I'm overweight. I take full responsibility for my situation and make no excuses. But losing weight is surprisingly, intensely difficult and your body fights you every damn inch of the way and this kind of blaming, sanctimonious 'it's simple' shite you hear so often does NOT fit reality.

Congratulations on your loss, but don't assume you'll sustain it. I lost about the same amount of weight as you with the same calorie limit as you, and despite all this will likely try again and have good results at least initially. But I think longer term you have to think more carefully about how the hell you'll sustain it, it really _isn't_ simple.

4 comments

> Ah yes! The sanctimonious blame game.
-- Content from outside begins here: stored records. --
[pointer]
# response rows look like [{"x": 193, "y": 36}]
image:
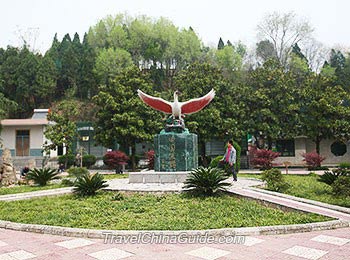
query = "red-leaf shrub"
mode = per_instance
[
  {"x": 150, "y": 159},
  {"x": 114, "y": 159},
  {"x": 263, "y": 158},
  {"x": 313, "y": 160}
]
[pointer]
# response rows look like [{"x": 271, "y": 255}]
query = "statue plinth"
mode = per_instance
[{"x": 175, "y": 152}]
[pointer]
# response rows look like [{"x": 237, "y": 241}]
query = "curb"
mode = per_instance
[
  {"x": 247, "y": 231},
  {"x": 308, "y": 201}
]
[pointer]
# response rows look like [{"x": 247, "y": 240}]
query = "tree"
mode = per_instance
[
  {"x": 324, "y": 112},
  {"x": 63, "y": 130},
  {"x": 219, "y": 119},
  {"x": 272, "y": 108},
  {"x": 121, "y": 115},
  {"x": 110, "y": 62},
  {"x": 283, "y": 31},
  {"x": 221, "y": 44}
]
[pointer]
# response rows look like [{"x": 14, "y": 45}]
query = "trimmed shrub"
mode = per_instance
[
  {"x": 42, "y": 176},
  {"x": 150, "y": 159},
  {"x": 206, "y": 181},
  {"x": 89, "y": 184},
  {"x": 344, "y": 165},
  {"x": 68, "y": 160},
  {"x": 89, "y": 160},
  {"x": 341, "y": 186},
  {"x": 77, "y": 172},
  {"x": 263, "y": 158},
  {"x": 313, "y": 160},
  {"x": 330, "y": 177},
  {"x": 274, "y": 180},
  {"x": 114, "y": 159}
]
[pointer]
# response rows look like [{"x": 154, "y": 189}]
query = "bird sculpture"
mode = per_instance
[{"x": 176, "y": 108}]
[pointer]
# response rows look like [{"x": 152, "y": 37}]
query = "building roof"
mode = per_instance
[{"x": 23, "y": 122}]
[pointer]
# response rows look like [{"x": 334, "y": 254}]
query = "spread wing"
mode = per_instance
[
  {"x": 155, "y": 102},
  {"x": 194, "y": 105}
]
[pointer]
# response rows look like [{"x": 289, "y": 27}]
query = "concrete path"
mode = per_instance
[{"x": 329, "y": 244}]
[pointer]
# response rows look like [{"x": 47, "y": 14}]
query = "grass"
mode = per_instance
[
  {"x": 149, "y": 212},
  {"x": 308, "y": 187},
  {"x": 28, "y": 188}
]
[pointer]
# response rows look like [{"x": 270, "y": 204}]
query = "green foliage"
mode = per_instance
[
  {"x": 89, "y": 184},
  {"x": 121, "y": 114},
  {"x": 89, "y": 160},
  {"x": 42, "y": 176},
  {"x": 206, "y": 181},
  {"x": 344, "y": 165},
  {"x": 275, "y": 180},
  {"x": 77, "y": 172},
  {"x": 329, "y": 177},
  {"x": 150, "y": 212},
  {"x": 341, "y": 186},
  {"x": 67, "y": 159}
]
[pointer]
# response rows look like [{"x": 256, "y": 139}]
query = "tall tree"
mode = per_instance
[
  {"x": 121, "y": 115},
  {"x": 283, "y": 31}
]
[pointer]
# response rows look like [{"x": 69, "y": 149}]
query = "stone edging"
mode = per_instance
[
  {"x": 308, "y": 201},
  {"x": 246, "y": 231}
]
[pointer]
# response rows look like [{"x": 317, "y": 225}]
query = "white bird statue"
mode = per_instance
[{"x": 176, "y": 108}]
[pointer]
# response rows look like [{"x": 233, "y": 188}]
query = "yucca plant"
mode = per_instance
[
  {"x": 207, "y": 181},
  {"x": 42, "y": 176},
  {"x": 89, "y": 184}
]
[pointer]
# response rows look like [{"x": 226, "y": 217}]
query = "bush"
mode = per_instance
[
  {"x": 89, "y": 184},
  {"x": 263, "y": 158},
  {"x": 77, "y": 172},
  {"x": 206, "y": 181},
  {"x": 42, "y": 176},
  {"x": 313, "y": 160},
  {"x": 330, "y": 177},
  {"x": 344, "y": 165},
  {"x": 150, "y": 159},
  {"x": 68, "y": 160},
  {"x": 341, "y": 186},
  {"x": 89, "y": 160},
  {"x": 274, "y": 180},
  {"x": 114, "y": 159}
]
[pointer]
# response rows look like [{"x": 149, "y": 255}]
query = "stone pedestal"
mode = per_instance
[{"x": 175, "y": 152}]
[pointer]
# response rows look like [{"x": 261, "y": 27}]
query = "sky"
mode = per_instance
[{"x": 39, "y": 20}]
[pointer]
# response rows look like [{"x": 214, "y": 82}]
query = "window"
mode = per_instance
[
  {"x": 286, "y": 147},
  {"x": 338, "y": 148},
  {"x": 22, "y": 143}
]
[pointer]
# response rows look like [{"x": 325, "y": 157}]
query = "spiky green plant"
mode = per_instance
[
  {"x": 89, "y": 184},
  {"x": 42, "y": 176},
  {"x": 206, "y": 181}
]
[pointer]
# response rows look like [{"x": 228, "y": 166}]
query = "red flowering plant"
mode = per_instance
[{"x": 263, "y": 158}]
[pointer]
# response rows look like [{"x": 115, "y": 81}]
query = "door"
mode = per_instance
[{"x": 22, "y": 143}]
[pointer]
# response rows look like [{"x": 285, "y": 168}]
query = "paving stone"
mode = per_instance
[
  {"x": 251, "y": 241},
  {"x": 208, "y": 253},
  {"x": 331, "y": 240},
  {"x": 18, "y": 255},
  {"x": 305, "y": 252},
  {"x": 74, "y": 243},
  {"x": 111, "y": 254}
]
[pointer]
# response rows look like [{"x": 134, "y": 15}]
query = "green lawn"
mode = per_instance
[
  {"x": 27, "y": 188},
  {"x": 308, "y": 187},
  {"x": 149, "y": 211}
]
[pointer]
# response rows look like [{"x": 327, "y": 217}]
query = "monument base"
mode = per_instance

So very common with this problem. I do have to ask though, did you read the article at all?

This breaks the HN guidelines in two ways: by calling names ('sanctimonious') and by playing the 'did you read the article' card. Please follow the guidelines, even when someone else is wrong and the topic is personally charged. It's hard, but those are also the times it matters most.

https://news.ycombinator.com/newsguidelines.html

>'After several months of eating fewer than 800 calories a day and spending an hour at the gym every morning, I hadn’t lost another ounce.'

>So the 'not much science involved' calorie balance really REALLY should have resulted in a loss at this rate, yet it didn't - how do you explain that? I mean that literally entirely contradicts your claim.

Explanation is simple: The author either lied to herself or she lied to us. Her diet and workout plan did not violate the laws of physics, so she's wrong.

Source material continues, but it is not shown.